The Navy’s new hovercraft will be ready to deploy and conduct missions in September as the service races to replace its aging landing craft fleet, according to a recent federal watchdog report.
Known as the ship-to-shore connector, the upgraded version of the service’s air-cushioned landing craft has struggled through four years of delays due to developmental testing and technical issues, most recently related to cracking propeller blades and premature gearbox wear, the Government Accountability Office said last week in its annual weapons system assessment.
However, further issues with those components are not expected and the hovercraft should complete its initial operating test and evaluation phase by the end of June, putting the craft on track to be mission ready by the fall, the GAO said.
Manufactured by Rhode Island-based Textron Inc., the new hovercraft is larger, faster and more efficient than its predecessor, which has been used since the early 1980s to ferry Marines and their equipment from amphibious ships to shore during combat or disaster-relief efforts. The older air-cushioned landing craft are reaching the end of their service life, with 68 having already been extended by a decade from 20 years to 30 years.
Program officials previously said initial operational capability — or when the new craft can deploy, conduct missions and be maintained by a unit — would be achieved when six of them were delivered to the fleet.
Nine new craft have been delivered to the Navy since the replacement program launched in 2009, including four in 2023. While it was the first time in the program’s history that four connector craft were delivered within 12 months, the GAO report stated several of the vessels took five years to complete and had “major production-quality issues.”
Two crafts delivered in 2023 had the lowest number of deficiencies the program has found in testing, though one had a “severe deficiency.”
“Specifically, weld repairs on the bottom of the hull failed during testing, allowing water to enter the hull, and additional weld defects were found after the acceptance trials,” the report read.
The program officials said the weld defects were corrected, and the Navy accepted the hovercraft in November 2023.
The Navy’s plan is to replace all 72 vessels of its hovercraft fleet.
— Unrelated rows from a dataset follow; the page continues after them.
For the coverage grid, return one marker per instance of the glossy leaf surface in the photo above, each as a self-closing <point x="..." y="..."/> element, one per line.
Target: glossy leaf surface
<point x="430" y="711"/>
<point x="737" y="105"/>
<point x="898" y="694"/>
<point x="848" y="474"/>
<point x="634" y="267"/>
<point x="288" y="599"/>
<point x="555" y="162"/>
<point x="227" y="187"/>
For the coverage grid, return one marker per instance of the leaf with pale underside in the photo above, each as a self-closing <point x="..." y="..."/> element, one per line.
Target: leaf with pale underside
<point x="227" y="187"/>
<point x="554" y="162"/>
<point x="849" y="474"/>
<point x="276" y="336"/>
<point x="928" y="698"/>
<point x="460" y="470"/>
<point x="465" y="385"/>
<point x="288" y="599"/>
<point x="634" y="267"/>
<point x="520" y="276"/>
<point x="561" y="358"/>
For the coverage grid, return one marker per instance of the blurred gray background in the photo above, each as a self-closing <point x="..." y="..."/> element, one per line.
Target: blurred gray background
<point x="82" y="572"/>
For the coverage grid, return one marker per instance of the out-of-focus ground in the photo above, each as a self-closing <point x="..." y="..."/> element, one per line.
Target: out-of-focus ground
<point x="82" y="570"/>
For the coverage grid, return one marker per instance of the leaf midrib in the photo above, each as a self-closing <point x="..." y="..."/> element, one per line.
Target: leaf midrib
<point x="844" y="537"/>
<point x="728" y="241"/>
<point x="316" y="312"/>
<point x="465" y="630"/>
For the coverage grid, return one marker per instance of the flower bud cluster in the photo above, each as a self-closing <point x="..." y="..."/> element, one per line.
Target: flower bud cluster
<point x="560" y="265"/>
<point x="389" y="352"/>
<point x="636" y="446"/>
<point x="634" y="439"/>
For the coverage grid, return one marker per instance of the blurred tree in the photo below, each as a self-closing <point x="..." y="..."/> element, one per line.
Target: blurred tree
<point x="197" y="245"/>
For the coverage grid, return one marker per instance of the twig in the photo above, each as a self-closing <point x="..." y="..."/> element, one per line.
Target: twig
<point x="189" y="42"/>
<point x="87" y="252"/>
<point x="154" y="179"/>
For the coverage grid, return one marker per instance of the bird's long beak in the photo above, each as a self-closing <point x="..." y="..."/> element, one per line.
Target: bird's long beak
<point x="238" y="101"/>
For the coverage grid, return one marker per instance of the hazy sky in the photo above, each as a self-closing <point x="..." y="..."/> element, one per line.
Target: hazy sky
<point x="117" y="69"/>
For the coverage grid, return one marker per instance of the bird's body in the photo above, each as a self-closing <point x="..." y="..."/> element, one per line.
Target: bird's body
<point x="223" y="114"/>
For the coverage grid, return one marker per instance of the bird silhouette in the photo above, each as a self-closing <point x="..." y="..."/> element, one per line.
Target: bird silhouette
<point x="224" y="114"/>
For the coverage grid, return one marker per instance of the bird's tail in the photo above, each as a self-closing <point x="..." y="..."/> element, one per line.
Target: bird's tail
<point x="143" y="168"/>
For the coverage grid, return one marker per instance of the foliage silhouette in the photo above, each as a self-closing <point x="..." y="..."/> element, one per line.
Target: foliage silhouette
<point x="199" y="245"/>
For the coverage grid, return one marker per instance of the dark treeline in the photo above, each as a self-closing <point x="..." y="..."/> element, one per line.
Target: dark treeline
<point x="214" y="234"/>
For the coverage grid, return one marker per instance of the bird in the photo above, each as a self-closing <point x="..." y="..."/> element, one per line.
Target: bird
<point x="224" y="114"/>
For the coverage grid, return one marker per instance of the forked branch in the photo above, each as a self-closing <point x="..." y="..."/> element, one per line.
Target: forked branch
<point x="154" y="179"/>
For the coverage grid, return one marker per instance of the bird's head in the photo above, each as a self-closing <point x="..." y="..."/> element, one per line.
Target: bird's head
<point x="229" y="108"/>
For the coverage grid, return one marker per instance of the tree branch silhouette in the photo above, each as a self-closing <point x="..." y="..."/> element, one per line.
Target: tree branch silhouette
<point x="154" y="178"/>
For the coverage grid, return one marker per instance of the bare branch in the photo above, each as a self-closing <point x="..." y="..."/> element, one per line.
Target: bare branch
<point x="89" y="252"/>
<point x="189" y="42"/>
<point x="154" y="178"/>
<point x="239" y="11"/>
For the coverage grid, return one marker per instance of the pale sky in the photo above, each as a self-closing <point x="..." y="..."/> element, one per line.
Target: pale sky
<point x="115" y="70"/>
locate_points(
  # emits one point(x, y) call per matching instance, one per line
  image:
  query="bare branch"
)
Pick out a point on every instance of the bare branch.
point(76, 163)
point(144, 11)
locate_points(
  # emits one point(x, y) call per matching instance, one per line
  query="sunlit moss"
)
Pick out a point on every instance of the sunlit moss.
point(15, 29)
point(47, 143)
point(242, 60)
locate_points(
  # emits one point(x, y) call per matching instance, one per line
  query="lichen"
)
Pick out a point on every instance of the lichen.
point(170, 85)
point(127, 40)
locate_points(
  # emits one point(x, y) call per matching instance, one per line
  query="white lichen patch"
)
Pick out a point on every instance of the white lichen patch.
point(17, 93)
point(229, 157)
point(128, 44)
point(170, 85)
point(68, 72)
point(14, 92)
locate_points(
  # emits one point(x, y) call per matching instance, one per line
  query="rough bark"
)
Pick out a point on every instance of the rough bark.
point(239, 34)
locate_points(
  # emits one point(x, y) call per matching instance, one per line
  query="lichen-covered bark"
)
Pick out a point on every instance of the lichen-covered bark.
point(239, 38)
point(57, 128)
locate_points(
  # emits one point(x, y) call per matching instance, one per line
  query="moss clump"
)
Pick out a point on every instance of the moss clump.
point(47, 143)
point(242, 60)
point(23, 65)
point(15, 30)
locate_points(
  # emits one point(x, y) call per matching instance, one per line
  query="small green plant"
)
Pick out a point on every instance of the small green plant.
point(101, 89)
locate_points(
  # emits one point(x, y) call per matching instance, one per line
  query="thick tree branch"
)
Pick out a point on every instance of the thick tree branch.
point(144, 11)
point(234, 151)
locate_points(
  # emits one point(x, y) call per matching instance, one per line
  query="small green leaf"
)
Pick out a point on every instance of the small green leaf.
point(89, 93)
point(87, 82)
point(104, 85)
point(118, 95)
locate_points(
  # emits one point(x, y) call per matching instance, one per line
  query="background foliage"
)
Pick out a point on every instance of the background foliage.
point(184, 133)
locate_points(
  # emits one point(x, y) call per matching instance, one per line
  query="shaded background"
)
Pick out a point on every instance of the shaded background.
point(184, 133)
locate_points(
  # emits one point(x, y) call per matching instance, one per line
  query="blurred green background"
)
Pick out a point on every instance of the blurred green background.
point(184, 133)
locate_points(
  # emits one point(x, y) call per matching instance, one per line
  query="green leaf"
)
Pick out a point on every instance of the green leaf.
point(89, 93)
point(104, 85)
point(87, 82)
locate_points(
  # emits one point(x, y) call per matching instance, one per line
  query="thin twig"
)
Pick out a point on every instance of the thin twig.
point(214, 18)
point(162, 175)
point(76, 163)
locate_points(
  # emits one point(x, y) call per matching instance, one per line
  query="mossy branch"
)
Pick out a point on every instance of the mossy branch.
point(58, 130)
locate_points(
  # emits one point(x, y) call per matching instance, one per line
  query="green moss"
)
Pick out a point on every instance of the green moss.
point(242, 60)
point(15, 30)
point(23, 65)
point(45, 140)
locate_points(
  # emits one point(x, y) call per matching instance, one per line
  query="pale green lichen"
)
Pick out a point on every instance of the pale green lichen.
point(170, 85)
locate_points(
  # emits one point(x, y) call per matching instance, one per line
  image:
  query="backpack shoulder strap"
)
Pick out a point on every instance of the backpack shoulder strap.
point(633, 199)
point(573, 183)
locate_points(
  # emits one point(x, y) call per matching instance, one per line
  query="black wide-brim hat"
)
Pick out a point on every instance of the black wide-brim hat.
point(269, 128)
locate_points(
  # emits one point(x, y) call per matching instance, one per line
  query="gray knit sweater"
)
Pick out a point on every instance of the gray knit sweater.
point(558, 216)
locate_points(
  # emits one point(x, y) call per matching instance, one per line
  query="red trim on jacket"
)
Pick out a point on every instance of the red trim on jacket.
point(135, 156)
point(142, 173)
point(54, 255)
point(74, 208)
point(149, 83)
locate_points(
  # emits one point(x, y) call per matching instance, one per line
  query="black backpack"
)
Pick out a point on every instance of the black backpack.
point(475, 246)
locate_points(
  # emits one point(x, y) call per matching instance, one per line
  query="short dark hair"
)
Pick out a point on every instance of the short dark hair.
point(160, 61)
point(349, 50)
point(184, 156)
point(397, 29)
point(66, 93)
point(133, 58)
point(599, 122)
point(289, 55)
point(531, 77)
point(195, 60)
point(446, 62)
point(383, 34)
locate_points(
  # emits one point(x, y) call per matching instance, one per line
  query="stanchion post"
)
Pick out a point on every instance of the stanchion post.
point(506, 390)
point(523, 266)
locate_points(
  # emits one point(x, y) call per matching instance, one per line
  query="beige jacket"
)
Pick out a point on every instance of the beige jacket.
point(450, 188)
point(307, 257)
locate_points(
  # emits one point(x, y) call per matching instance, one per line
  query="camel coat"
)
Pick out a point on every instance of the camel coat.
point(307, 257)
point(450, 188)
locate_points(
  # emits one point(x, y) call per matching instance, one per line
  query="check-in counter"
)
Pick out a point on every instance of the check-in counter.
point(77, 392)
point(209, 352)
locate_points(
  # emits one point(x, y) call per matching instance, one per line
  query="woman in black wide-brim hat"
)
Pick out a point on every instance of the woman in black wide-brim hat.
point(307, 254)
Of those, 24 crafts are under contract, including the nine that have been delivered.
The GAO report has noted delays in the program reaching operational status since 2020. Some hulls had issues with leaks in the propeller lubricating oil system, failure of the craft de-ice propulsor shroud, abrasions on the bow ramp cables, as well as propeller blade erosion and air leakage in the craft cushion vanes, which delayed testing and delivery. Those issues were corrected and did not impact the delivery of later hulls.
The report raised concerns about a stable production line due to a lack of funding.
Originally, the program’s timeline outlined five hovercrafts would be procured each fiscal year. While the contractor demonstrated it could provide four craft per year, the service is slowing its procurement for fiscal years 2025-28, accepting just two crafts per year, according to the Navy’s fiscal 2024 budget estimate.
The decision to slow the procurement was attributed to the current level of planned funding for fiscal 2025 through 2028, according to the GAO.
“The program sees this lower level of craft procurement as a cost risk. It reported that to maintain the contractor’s production line and increase cost savings in procuring future [landing craft], it would need to increase the number of craft procured annually, but that it cannot do so at the current level of planned funding,” the report states.
The first reported program cost estimate in 2012 was $5.3 billion, with a unit cost of $73 million per vessel. As of 2023, according to the report, the program is expected to cost $6.5 billion and $90 million per vessel.
In the Navy’s fiscal 2025 budget, the service requested a $17,000 increase to its Amphibious Tactical Support Unit program to support the sustainment of aging landing craft beyond their expected service life, citing a delay in the delivery of new craft.